Heeft een zorgaanbieder zowel op vakinhoudelijk als op organisatorisch gebied een instructiebevoegdheid voor door een verpleegkundige verrichte dienst (thuiszorg in natura)? Dan is die verpleegkundige niet zelfstandig werkzaam, maar in dienstbetrekking.
Een verpleegkundige was ingeschreven bij de Kamer van Koophandel en in het zogeheten BIG-register. Hij verrichtte namens een drietal zorginstellingen diensten in de vorm van AWBZ-zorg in natura aan zorgaanvragers. De verpleegkundige had de afgelopen jaren telkens VAR-WUO-verklaringen gekregen. De Belastingdienst had de VAR-WUO-verklaring omgezet in een verklaring arbeidsrelatie loon uit dienstbetrekking naar aanleiding van een bij een zorginstelling ingesteld boekenonderzoek.
In geschil bij Rechtbank Noord-Holland was of de inkomsten van de verpleegkundige kwalificeerden als winst uit onderneming. Volgens de rechtbank was van belang dat zorgvragers alleen in bepaalde gevallen een vergoeding kregen. Zorgaanbieders moesten aangewezen instellingen zijn. De verpleegkundige beschikte niet over een dergelijke aanwijzing. Daardoor waren niet de afzonderlijke zorgaanvragers de opdrachtgevers van de verpleegkundige, maar de zorgaanbieders. De wettelijke regeling van de AWBZ (vanaf 2014 de Wet Langdurige Zorg) bracht mee dat de zorg niet onder eigen naam, voor eigen verantwoordelijkheid en voor eigen risico van de verpleegkundige aan de afnemers kon zijn aangeboden.
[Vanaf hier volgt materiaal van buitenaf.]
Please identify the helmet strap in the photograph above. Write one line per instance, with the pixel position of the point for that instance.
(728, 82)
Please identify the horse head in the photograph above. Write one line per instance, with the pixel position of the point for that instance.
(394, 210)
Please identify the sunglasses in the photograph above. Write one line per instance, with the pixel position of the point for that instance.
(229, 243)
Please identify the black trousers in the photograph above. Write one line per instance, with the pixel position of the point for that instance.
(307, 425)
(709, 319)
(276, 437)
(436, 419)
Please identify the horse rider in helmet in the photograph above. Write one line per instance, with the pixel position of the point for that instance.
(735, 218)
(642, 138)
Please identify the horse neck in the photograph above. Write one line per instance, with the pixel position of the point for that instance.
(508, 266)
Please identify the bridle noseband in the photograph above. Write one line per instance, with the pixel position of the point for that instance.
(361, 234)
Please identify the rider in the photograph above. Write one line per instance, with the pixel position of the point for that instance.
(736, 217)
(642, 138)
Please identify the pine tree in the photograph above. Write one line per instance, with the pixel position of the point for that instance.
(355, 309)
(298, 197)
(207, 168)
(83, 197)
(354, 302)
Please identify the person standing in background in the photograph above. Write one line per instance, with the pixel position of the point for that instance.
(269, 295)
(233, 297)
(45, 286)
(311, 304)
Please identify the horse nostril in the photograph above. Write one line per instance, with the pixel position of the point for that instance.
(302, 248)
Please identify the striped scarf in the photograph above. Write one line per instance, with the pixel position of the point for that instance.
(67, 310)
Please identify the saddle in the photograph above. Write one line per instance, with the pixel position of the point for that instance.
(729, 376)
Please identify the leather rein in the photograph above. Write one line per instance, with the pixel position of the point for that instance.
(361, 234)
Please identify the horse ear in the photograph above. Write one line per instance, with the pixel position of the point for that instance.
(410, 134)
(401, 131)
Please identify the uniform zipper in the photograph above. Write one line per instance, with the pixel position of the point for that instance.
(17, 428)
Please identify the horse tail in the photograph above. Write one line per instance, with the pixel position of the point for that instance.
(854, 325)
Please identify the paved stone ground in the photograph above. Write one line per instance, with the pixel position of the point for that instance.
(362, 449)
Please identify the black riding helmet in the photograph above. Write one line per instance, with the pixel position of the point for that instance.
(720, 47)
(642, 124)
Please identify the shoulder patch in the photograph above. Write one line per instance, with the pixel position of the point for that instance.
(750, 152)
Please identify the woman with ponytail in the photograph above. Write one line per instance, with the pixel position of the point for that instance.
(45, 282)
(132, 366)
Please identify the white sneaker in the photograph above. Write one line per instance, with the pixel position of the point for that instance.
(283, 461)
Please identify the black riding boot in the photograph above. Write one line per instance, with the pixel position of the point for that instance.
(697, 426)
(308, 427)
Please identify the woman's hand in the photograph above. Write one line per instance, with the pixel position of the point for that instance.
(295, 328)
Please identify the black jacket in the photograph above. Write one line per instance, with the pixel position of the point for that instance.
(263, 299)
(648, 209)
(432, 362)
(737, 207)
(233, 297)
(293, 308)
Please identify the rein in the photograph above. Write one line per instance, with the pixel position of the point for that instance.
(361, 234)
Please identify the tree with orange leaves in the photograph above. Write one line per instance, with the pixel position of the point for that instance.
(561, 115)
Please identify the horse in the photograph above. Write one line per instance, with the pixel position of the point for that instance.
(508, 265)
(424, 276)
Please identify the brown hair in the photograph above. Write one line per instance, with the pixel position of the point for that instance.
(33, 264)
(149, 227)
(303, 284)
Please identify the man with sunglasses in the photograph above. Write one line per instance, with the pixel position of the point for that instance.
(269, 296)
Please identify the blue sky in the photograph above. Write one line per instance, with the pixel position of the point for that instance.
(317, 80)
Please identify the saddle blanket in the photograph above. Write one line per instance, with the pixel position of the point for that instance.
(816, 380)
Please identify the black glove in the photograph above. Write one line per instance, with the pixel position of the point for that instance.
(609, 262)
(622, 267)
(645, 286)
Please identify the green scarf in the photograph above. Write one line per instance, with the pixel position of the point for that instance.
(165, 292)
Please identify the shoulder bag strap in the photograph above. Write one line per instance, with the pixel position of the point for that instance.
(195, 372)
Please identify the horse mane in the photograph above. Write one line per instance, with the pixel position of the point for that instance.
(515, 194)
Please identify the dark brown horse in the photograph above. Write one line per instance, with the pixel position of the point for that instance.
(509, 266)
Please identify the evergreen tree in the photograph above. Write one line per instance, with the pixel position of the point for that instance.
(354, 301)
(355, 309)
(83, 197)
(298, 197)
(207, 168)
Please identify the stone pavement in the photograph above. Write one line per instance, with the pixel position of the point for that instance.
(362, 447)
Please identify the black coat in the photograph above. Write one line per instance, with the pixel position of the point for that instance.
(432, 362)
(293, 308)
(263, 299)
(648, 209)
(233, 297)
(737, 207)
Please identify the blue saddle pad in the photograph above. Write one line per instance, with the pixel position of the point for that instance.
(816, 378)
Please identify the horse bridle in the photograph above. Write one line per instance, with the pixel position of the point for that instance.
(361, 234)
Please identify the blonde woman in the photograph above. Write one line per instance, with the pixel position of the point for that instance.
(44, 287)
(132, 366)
Dit was namelijk alleen mogelijk door toegelaten zorginstellingen. De eindverantwoordelijkheid van de te verlenen zorg lag bij de zorgaanbieder, de toegelaten zorginstelling. Dit betekende dat deze zowel op vakinhoudelijk als op organisatorisch gebied een instructiebevoegdheid had naar de verpleegkundige toe. De verpleegkundige kon niet aannemelijk maken dat hij zich zonder toestemming van de zorgaanbieder kon laten vervangen door een andere zorgverlener. Ook had hij niet ontkend dat hij de zorg persoonlijk moest verrichten. De rechtbank verklaarde het beroep van de verpleegkundige ongegrond.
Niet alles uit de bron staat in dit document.